However, as Cardinale explains, “The throw from the cluster to the balcony is about 125 feet, and UPAs aren’t really made to project sound that far.” Cardinale had seen (and heard) the results of designer Roger Gans’ work with Meyer Sound principal John Meyer on the San Francisco Opera House renovation (see “Wired for Sound” in Mix, October 1997) and asked Meyer to help Carnegie step up to the newer technology.
First, ARTEC Consultants (New York) was contracted to measure Carnegie’s impulse response, which is normally taken by popping a balloon or shooting a starting pistol. In this case, ARTEC erected scaffolding in the hall and took measurements not from the stage but from the actual speaker cluster position. The resulting echograms offered a detailed map of the hall’s echo structure, allowing for accurate modeling of the hall’s response in a specialized computer program.
Meyer’s in-house engineering department uses the Multipurpose Acoustical Prediction Program (MAPP), an AutoCAD plug-in, to aid in the design of permanent installations. MAPP uses 3-D architectural CAD files and high-resolution speaker data to predict coverage and interaction, allowing a speaker design to be evaluated before installation, and MAPP’s high resolution overcomes some of the limitations of previous prediction methods. But, while newer venues typically have CAD drawings and other electronic plans on hand, Carnegie Hall had to be painstakingly modeled from blueprints by Todd Meier and Gladys Leung at Meyer Sound.
Using the model in MAPP, Meyer’s engineering department was able to compare the effectiveness of several different designs and eventually chose an arrangement of three MSL-4 speakers for the cluster covering the problematic balcony row. Subsequent tests confirmed the usefulness of the MAPP prediction method: RASTI measurements made using a B&K machine indicated a 6dB improvement in signal-to-noise and a full point improvement in STI after the installation.

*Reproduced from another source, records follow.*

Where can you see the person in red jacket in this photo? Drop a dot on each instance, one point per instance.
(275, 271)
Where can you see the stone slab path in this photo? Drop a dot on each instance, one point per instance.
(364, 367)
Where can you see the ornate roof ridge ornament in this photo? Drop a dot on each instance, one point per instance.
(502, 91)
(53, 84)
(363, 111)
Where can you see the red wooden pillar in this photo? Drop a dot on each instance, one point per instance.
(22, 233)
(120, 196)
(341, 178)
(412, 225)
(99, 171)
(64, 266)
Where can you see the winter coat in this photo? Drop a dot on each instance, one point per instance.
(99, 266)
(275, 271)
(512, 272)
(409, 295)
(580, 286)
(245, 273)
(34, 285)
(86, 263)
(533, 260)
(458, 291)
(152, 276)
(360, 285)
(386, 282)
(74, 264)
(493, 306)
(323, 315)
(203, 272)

“We had speaker alignment guru Bob McCarthy come in and do the final SIM,” says Cardinale. “I feel comfortable running SIM myself, but Bob is a real Jedi Master.” McCarthy has now been called on to perform SIM analysis and correction at Carnegie Hall on four separate occasions and used the hall’s own SIM System II, which had been purchased for a previous installation. “Carnegie Hall’s balcony represents the toughest data I’ve ever faced in 15 years of SIM work,” McCarthy comments.
In fact, although Carnegie Hall management was very happy about the improvements resulting from the first Meyer Sound installation in 1989, McCarthy admits he was disappointed with the sound in the balcony. “We tapered the array level-wise and delay-wise, but we couldn’t do any more with the restrictions imposed by the design criteria,” he explains. “When the UPA-2 came along, it gave us more direct-to-reverberant sound, but still I wasn’t happy.”

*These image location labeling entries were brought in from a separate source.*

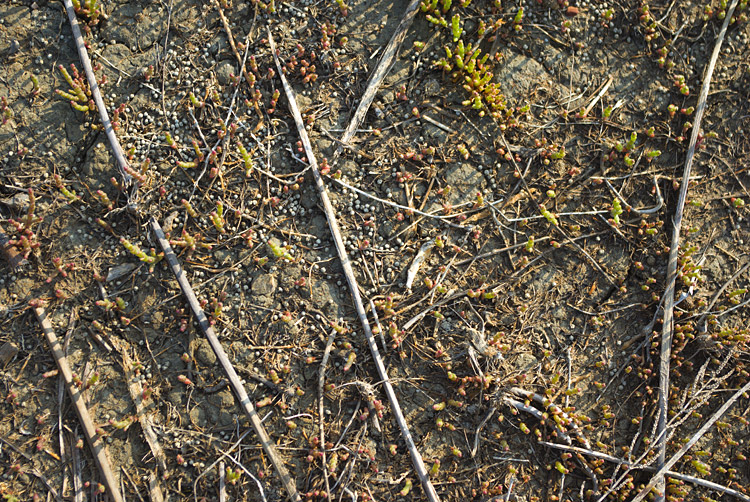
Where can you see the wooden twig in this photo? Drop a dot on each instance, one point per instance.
(352, 282)
(381, 70)
(659, 476)
(672, 474)
(667, 325)
(95, 442)
(122, 163)
(222, 483)
(321, 411)
(234, 379)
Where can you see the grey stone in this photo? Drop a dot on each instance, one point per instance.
(204, 354)
(264, 285)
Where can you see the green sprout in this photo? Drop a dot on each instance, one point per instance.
(616, 210)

“The new system is based around the MSL-4, which really gets the sound into the balcony,” says Cardinale. Again designed in three rows, the new cluster contains three MSL-4 speakers to cover the balcony and two pairs of the 90-dispersion CQ-1 beneath. An additional cluster on each side of the stage at the orchestra level consists of two MSL-4s with a PSW-2 subwoofer. Four UPM-1P powered frontfill speakers cover the first few rows. “The speakers on the stage are aligned to a fictitious source onstage, as are the frontfills,” McCarthy says.
FAST P.A. SETUP AND STRIKE
To meet the requirement that the speakers be struck for non-reinforced events, the new, larger center cluster breaks into two sections on the ground. “The top section is just the MSL-4s, and the bottom is the CQ-1s,” says Cardinale. “We land them on platform trucks, and they roll away.” When setting up, the MSL-4 section is hung directly from the batten for the previous UPA cluster and the CQ-1 section hangs just below on a sub-bar, itself hung from diagonal steel cables. With the hall’s motorized winch sets, the P.A. can be up and running in 40 minutes.
As is usual with a center cluster, the top row is not delayed. “The middle row synchronizes to the down-lobe from the top row, and the bottom row aligns with the down lobe from the middle row,” McCarthy explains. Six Meyer CP-10 parametric EQs are used to equalize the system’s 12 zones, 11 of which are delayed via three Audio Technical Labs ADU-2D signal delays. (Audio Technical Labs is Meyer’s Japanese distributor; its products are not currently marketed in North America.) Zone signals are distributed by a Meyer LD-1A line driver.
Four USW-1 dual-15 subwoofer cabinets from the previous installation are available for supplementary low-end response when required for pop and rock shows, but a little low end goes a long way in the hall. Also from the earlier Meyer installation are 14 Crown-powered UPM-1 delay speakers. Two pairs of UPMs are mounted above the balcony on a ceiling beam, a half-dozen are used beneath the balcony for the dress circle, and two more pairs fill in the first and second box seat tier’s hard-to-hit seats at the sides.
Other inventory includes a Ramsa 840 monitor console and a half-dozen Crown-powered Meyer UM-1C floor monitors. Front-of-house equipment includes a 24-channel Ramsa C900 LCR console and an effects rack with five dbx 903 compressors and four 904 gates, a Yamaha SPX900 and a Lexicon PCM70. The microphone selection includes an assortment of standard models from AKG, Audio-Technica, Shure, Sennheiser and Neumann.
Cardinale’s advice for visiting engineers is to “keep it simple, stupid.” He reports that the hall is very live in the midrange with an RT-60 of 1.8 seconds around 1 and 2 kHz. The most successful pop shows either use minimal monitoring or in-ear monitors. “The stage is designed to reflect and transmit sound,” Cardinale points out. “The sound coming off the stage is often not coherent with the P.A. and acts as what SIM folks call contamination.”
Cardinale recommends Plexiglas screens around the drummer, but adds that some are resistant. “It’s also in the touch of the musician,” he continues. “We’ve had guys who you could hear all over the room without a mic, and yet it doesn’t mask everything else. Others just can’t hold themselves back, and there’s no way words can be intelligible over it. It’s much easier if a band can get a good blend between themselves acoustically before the P.A. is turned on.”
Events requiring sound reinforcement are a growing portion of the calendar for today’s concert halls, whether handled in-house or by an outside vendor, and last season’s pop shows at Carnegie Hall ranged from Tony Bennett to Jefferson Starship. “The system is very linear from low levels on up,” says Cardinale. “Even with Starship, the speakers could handle the levels without distorting, and it’s the distortion that annoys patrons. If it’s clean and clear, louder levels are more tolerable.”
Although concert halls generally would rather not be in the sound-reinforcement business, management must cater to patrons’ increasing expectations of quality sound at reinforced events. In the case of Carnegie Hall, management decided that a quality sound system-matched precisely to the unique acoustic characteristics of the hall-offers benefits unachievable with even the best rental system.